Am 31. Jänner 1818 spielte sich in Wien ein Ereignis ab, das einen Mythos festigen sollte, der bis heute nicht auszurotten ist.

An diesem Tag wurden drei junge Männer aus der Provinz vor dem Neutor auf dem Glacis öffentlich gehängt. Es handelte sich um Ignaz Stangl, Jakob Fähding und Johann Georg Grasel. Der erste der drei erlebte seine Hinrichtung wahrscheinlich nicht mit, er verlor bereits beim Ausziehen der Jacke das Bewusstsein. Auch der zweite Delinquent war fast ohnmächtig, als es für ihn ans Sterben ging. Lediglich Grasel erfasste das Geschehen bei vollem Bewusstsein. Er legte allein seinen Rock ab, küsste den anwesenden Priester und dessen Kruzifix und trat selbst unter den Galgen. Als er die Schlinge bereits um den Hals hatte, bat er den Henker noch um einen Augenblick, sah auf die anwesende Menschenmenge hinab und sagte angeblich: "Jessas, so vü Leit!" Dann wurde die Hinrichtung vollzogen und Johann Georg Grasel starb.

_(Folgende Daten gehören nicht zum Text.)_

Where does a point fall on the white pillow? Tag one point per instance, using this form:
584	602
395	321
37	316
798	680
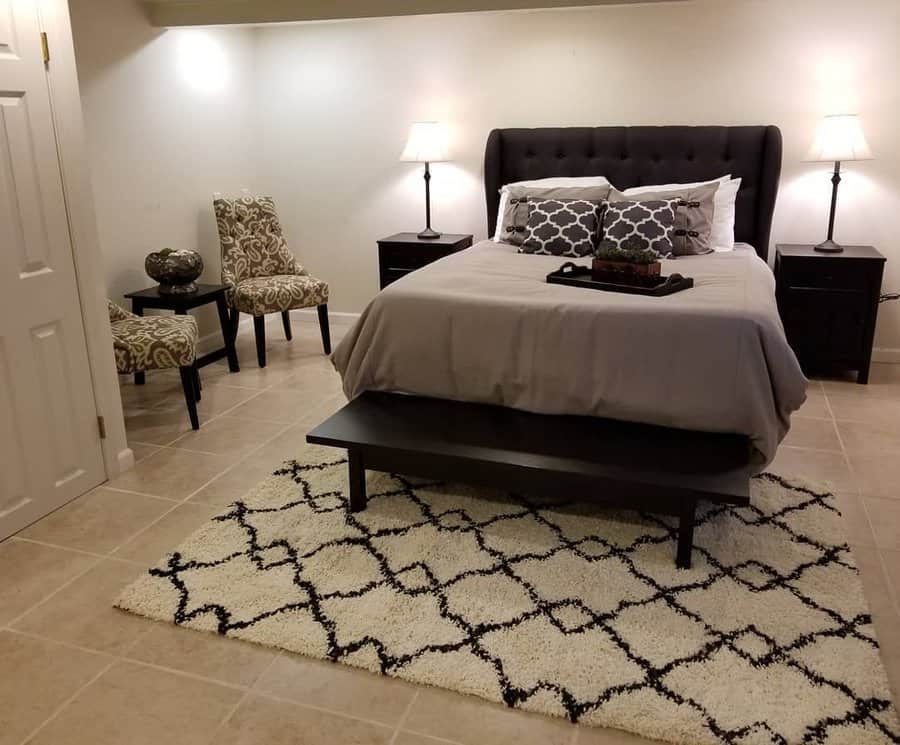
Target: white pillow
548	182
722	235
672	187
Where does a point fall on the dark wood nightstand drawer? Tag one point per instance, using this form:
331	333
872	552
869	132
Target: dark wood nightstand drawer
394	257
825	326
829	304
836	275
405	252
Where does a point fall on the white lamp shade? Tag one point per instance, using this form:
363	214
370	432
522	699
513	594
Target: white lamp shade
427	143
840	138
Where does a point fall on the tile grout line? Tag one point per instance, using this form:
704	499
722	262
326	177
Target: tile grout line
55	592
248	690
64	705
247	693
403	717
46	544
862	503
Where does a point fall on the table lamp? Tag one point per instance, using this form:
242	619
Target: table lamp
427	144
839	138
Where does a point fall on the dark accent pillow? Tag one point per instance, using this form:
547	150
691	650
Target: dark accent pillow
641	225
693	218
515	216
562	227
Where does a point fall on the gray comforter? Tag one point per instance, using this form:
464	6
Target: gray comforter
483	325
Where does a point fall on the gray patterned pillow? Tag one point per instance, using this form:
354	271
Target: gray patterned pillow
641	225
693	218
515	216
562	227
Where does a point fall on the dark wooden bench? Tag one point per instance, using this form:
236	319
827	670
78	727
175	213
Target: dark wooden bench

Allein diese kurze Schilderung, die auf zeitgenössischen Zeitungsberichten beruht, zeigt, weshalb von jenem Mann eine Faszination ausging, die ihm selbst unter Umständen in all ihrem Umfang gar nicht bewusst war. Sein Auftreten, seine Intelligenz, sein Selbstbewusstsein und auch seine Selbstreflexion waren außergewöhnlich. Er war schon zu Lebzeiten zu einer Legende geworden. Und genau das war der Umstand, der ihm zum Verhängnis werden sollte.

Jakob Fähding, Johann Georg Grasel und Ignaz Stangel auf der "Schandbühne" auf dem Hohen Markt vor ihrer Hinrichtung am 31. Jänner 1818.
Jakob Fähding, Johann Georg Grasel und Ignaz Stangel auf der "Schandbühne" auf dem Hohen Markt vor ihrer Hinrichtung am 31. Jänner 1818.

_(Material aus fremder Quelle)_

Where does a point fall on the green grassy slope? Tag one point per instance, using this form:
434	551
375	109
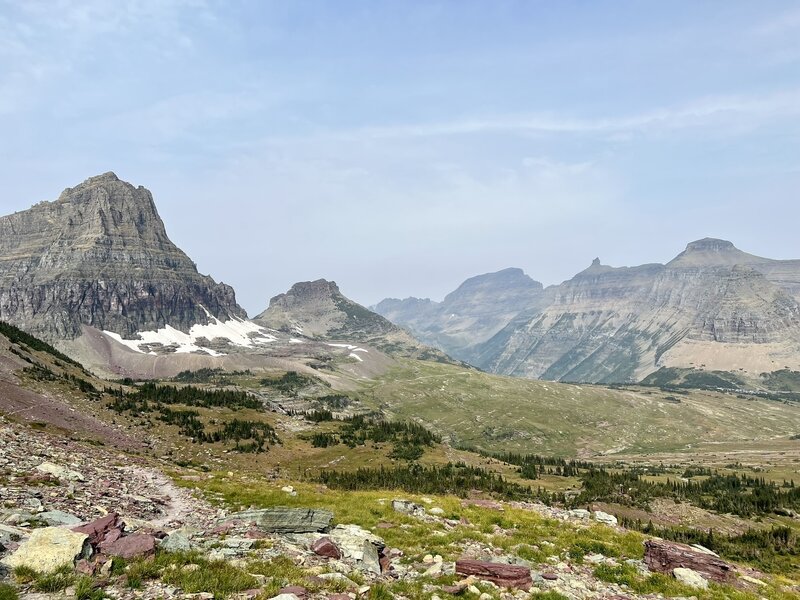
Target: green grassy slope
504	413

Weshalb ein juveniler Gewohnheitsverbrecher, der seine brutalsten Taten im Vollrausch verübte, zum "Robin Hood des Waldviertels" stilisiert werden konnte, habe ich schon in einigen anderen Artikeln dargelegt. Hier die jeweiligen Links für alle, die zu ihm noch mehr lesen wollen:

  • Wie die Beschreibungen, die er von seinen "Mitverflochtenen" vor Gericht gab, die Lebenswelt der gesellschaftlichen Randgruppen im Waldviertel lebendig werden lässt, ist Inhalt meines ersten Textes, in dem er erwähnt wird.
  • Meine Nachforschungen zu einem Haus, das er der Mutter seines Kindes kaufte, werden in einem anderen Artikel behandelt.
  • Kurz wird er auch im Artikel über die ehemaligen Wasenmeistereien des Waldviertels erwähnt, deutlich ausführlicher in dem Beitrag, in welchem ich auf die Parallelen seiner Überfälle zu heutigen Verbrechen eingehe.
  • Zum bis dato letzten Mal habe ich mich im Juni 2020 mit ihm beschäftigt - und zwar mit seinem in mancher Hinsicht bemerkenswerten Gedächtnis.

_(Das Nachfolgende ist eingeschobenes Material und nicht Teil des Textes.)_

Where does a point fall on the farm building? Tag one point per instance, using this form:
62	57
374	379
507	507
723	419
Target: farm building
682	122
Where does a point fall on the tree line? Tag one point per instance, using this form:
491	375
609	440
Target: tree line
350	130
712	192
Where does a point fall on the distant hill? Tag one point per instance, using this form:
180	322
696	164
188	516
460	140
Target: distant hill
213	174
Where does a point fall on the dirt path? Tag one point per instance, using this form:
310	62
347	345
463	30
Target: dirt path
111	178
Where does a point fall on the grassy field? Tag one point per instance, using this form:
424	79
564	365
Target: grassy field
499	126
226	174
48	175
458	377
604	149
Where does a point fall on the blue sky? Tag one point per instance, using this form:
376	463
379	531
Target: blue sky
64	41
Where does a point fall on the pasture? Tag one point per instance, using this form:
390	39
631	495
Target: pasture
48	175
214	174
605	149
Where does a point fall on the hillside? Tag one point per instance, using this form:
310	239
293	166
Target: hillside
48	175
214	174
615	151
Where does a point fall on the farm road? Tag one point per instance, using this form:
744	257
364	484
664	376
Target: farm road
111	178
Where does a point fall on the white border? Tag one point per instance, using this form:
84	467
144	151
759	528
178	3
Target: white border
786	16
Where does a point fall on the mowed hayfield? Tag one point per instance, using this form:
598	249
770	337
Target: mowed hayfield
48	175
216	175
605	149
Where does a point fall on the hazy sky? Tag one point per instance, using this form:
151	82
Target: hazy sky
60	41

Wieso aber bin ich der Meinung, dass ihn sein Ruf und weniger seine Taten an den Galgen gebracht haben?

Dazu muss ich ein wenig ausholen und über ein Verbrechen berichten, das wahrscheinlich den Wendepunkt im Prozess des Johann Georg Grasel darstellt, ein Verbrechen, das er vor Gericht immer als (wie man vielleicht zu seiner Zeit auch schon gesagt hätte) "blede Gschicht" dargestellt hat, als Unfall - das ihm aber dann doch als Mord angelastet wurde. Auch wenn sogar das zuallerletzt unerheblich sein sollte.

 

Begeben wir uns gedanklich zurück in den Mai des Jahres 1814, Grasel war gerade 24 Jahre alt geworden und trotz seiner Jugend auf dem Höhepunkt seiner Räuberkarriere, eine nicht nur in Verbrecherkreisen bereits legendäre Figur. Manche seiner Kumpanen (wie etwa Ignaz Stangl) waren bereits gefasst, nur er selbst nach wie vor flüchtig. Die Vorgehensweise bei Grasels Taten war stets eine ähnliche: Er drang mit Komplizen in die Häuser möglichst reicher, aber auch möglichst wehrloser Personen ein, verprügelte diese äußerst brutal, um die Verstecke diverser Wertgegenstände zu erfahren, und flüchtete anschließend mit der Beute so schnell, wie er gekommen war. Manche Opfer blieben nach diesen Überfällen behindert oder starben sogar einige Zeit später an den Folgen der Misshandlungen, was jedoch mit den Mitteln der damaligen Medizin nicht immer einfach zu beweisen war. Langer Rede kurzer Sinn: Grasel stellte definitiv nicht das dar, was man gemeinhin unter einem "edlen Räuber" versteht.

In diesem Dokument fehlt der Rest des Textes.